К тому времени, когда я впервые повстречалась с Халиком, шел мне, помню, девятнадцатый год. Иной раз, по вечерам, потея и отдуваясь за расписной чашкой чая (чаевничали родители обычно в тесном кругу, попросту так: вдвоем), отец уже говаривал матери: «Надобно сплавлять с рук-то, слышь? Товар ненадежный. Лучше сбыть его, покуда не залежался...» Как оказалось, они решили выдать меня замуж за Гапсамата — парень этот, не такой уж и молодой, работал подручным у моего отца и был человеком основательным, из тех, кто нажитое не растрясет и своего не упустит, да еще, говаривали, привез из дальних земель большой сундук добра. Жил он неподалеку от нас, в Новой же Слободе, Этот Гапсамат и был к нам однажды приглашен и поутру явился. Родители мои тогда, помню, разлетелись к нему без оглядки, чуть ли не пыль из-под ног у гостя смахивали, усадили Гапсамата на почетное место. К столу позвали и меня. Гапсамат оказался невысок, но кряжист и будто налит здоровьем. Он протянул мне упругую короткопалую ладонь, сел, но смотрел упорно и неотрывно на отца, временами выбрасывая из себя какие-то щепки-слова. Я разливала чай... Подручный отца мне не только не понравился, но был даже неприятен, и... помню, я сильно встревожилась.

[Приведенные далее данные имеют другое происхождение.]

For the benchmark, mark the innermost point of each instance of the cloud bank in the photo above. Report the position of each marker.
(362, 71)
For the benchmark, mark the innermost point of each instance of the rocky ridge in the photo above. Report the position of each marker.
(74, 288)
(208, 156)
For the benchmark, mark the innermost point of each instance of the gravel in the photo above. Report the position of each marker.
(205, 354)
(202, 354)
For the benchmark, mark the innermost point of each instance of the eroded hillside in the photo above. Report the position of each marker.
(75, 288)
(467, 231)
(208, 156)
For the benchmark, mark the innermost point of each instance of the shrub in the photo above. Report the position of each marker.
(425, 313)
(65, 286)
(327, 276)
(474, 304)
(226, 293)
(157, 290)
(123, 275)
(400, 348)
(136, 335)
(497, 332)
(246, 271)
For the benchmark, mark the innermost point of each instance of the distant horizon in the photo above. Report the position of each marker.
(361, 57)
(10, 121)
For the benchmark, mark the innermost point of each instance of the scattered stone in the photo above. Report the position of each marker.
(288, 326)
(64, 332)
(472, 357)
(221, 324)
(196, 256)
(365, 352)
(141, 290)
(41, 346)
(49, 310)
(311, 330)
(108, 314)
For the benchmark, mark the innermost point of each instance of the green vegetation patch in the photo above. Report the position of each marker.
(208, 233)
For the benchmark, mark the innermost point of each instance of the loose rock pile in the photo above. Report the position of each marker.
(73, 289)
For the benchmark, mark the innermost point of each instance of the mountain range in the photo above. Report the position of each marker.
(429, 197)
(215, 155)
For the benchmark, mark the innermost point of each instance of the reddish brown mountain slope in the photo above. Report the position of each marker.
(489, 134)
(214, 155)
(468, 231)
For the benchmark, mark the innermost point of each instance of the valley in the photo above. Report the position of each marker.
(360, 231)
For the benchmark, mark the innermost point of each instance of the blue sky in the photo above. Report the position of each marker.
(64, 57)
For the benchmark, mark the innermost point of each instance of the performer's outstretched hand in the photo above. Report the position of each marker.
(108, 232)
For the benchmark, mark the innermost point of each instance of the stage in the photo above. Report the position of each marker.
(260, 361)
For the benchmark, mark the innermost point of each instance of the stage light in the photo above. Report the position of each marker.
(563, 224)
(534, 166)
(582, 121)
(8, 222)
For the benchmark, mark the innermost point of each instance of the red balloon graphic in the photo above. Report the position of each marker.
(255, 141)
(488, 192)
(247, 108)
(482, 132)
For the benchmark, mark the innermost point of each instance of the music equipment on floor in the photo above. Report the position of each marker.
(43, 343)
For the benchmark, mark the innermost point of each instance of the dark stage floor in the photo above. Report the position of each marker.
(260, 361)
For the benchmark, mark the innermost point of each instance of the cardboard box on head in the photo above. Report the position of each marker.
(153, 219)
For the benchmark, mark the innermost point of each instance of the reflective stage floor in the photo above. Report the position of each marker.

Шумно отхлебывая из блюдечка, прочно держа его короткими пальцами, он издавал горлом какой-то странный звук, словно рубил что-то внутри себя, и с толстых лиловых губ его срывалось корявое:
— Нтэк, значится. Ндэ-э... нтэк вот. Оно ничего-о.. Ничего ты, говорю, жизнь-то свою отстроил, Гибау-абзый, нтэ-эк. — Вслед за этими словами в горнице повисало тяжелое молчание, глушившее отзвуки неожиданно высокого голоса Гапсамата.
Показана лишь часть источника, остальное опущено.